Register a free account to unlock additional features at BleepingComputer.com
Welcome to BleepingComputer, a free community where people like yourself come together to discuss and learn how to use their computers. Using the site is easy and fun. As a guest, you can browse and view the various discussions in the forums, but can not create a new topic or reply to an existing one unless you are logged in. Other benefits of registering an account are subscribing to topics and forums, creating a blog, and having no ads shown anywhere on the site.


Click here to Register a free account now! or read our Welcome Guide to learn how to use this site.

Photo

ZeroAccess.c Infection on WinXP SP3 with MSSecEss


  • This topic is locked This topic is locked
23 replies to this topic

#1 ETG-FLA

ETG-FLA

  • Members
  • 11 posts
  • OFFLINE
  •  
  • Local time:06:02 AM

Posted 29 February 2012 - 02:28 PM

Hello BleepingComputer, one of my systems has snagged variants of ZeroAccess.c, Sirefef.AC, and Cleaman.G in various areas. I have run the normal processes of TDSS Killer, Combofix, MWB, and even slaved the drive in another system for a full scan by MS Sec Essentials but the issues persist. MSSec picked up the following:
Sirefef.AC in \WINDOWS\system32\logmein.dll and Cleaman.G in:
\Documents and Settings\NetworkService\Application Data\Sun\Java\Deployment\cache\6.0\54\5249dcf6-5cfa10c5
\Documents and Settings\NetworkService\Application Data\Sun\Java\Deployment\cache\6.0\54\5249dcf6-6267edb0

Combofix was finally able to delete the locked $NTUninstallXXXX$ directory after the MSSec scan but TDSS picked up 4 infected files on one of the recent scans. I have subsequently upgraded JAVA to the latest release as a remediation attempt.

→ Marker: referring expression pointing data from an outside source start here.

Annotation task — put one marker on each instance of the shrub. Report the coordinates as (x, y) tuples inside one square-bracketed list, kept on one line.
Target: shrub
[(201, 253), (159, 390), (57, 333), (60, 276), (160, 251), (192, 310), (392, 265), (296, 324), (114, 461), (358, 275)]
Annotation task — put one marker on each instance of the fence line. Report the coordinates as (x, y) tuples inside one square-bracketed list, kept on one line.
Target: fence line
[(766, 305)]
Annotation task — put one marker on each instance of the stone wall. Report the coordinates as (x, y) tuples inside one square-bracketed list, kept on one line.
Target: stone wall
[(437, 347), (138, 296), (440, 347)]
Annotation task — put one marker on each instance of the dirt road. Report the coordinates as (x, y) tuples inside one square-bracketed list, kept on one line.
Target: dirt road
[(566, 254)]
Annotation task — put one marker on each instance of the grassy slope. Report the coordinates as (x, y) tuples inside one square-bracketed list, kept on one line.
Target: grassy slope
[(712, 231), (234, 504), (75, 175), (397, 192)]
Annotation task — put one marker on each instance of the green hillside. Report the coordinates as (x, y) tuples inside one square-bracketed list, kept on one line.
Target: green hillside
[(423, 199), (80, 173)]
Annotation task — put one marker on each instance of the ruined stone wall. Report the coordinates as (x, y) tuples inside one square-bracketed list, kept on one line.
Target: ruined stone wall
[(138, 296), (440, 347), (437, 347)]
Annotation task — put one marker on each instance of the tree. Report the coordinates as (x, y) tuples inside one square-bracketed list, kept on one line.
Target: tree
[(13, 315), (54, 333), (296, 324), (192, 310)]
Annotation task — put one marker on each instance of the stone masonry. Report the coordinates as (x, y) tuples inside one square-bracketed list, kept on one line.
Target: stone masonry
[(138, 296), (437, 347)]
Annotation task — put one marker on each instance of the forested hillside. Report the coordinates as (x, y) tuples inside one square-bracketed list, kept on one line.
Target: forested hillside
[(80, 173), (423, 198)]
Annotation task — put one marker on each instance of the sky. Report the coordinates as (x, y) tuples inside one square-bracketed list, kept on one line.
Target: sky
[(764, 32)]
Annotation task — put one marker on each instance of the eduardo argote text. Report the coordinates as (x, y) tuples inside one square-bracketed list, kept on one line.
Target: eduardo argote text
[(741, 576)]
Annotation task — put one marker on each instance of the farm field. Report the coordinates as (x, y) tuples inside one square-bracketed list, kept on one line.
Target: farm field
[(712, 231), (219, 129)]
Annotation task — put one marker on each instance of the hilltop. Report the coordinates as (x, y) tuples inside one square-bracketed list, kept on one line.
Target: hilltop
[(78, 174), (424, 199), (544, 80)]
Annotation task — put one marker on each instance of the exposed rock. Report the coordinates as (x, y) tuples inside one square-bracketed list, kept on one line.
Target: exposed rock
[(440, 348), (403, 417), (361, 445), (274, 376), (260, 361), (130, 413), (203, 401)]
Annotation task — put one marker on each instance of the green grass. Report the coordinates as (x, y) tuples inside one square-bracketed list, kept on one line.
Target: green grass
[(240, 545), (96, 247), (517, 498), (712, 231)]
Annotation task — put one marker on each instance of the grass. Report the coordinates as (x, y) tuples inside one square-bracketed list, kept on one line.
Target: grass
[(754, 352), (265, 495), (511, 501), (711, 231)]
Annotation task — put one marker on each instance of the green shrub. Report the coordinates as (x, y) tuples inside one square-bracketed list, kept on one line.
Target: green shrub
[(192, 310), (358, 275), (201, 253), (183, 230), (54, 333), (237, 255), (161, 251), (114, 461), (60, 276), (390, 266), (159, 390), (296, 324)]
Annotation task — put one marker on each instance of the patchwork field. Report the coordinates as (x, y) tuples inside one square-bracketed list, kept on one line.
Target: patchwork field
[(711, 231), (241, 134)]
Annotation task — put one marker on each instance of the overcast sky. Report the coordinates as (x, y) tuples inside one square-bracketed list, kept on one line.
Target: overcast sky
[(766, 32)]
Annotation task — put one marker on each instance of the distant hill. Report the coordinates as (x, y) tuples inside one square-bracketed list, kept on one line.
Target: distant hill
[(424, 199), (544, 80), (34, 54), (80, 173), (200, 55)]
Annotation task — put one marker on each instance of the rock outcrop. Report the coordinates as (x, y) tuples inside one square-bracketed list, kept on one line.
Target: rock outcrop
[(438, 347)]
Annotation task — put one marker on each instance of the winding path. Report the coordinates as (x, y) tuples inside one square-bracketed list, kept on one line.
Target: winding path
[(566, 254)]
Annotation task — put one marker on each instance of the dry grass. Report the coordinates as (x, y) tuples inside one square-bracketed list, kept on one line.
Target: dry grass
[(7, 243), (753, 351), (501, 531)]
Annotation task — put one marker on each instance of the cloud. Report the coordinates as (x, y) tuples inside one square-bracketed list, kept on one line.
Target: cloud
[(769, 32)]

I have attached all relevant logs including that last TDSS log that detected something (no detections now) and the various CF logs.

I can get into the system now but I do not have any networking and I believe that there might be other parts still lingering.

Thank you in advance for your help.

Attached Files



BC AdBot (Login to Remove)

 


#2 m0le

m0le

    Can U Dig It?


  • Malware Response Team
  • 34,527 posts
  • OFFLINE
  •  
  • Gender:Male
  • Location:London, UK
  • Local time:11:02 AM

Posted 03 March 2012 - 09:42 PM

Hi,

Welcome to Bleeping Computer. My name is m0le and I will be helping you with your log.
  • Please subscribe to this topic, if you haven't already. Click the Watch This Topic button at the top on the right.

  • Please avoid installing/uninstalling or updating any programs and attempting any unsupervised fixes or scans. This can make helping you impossible.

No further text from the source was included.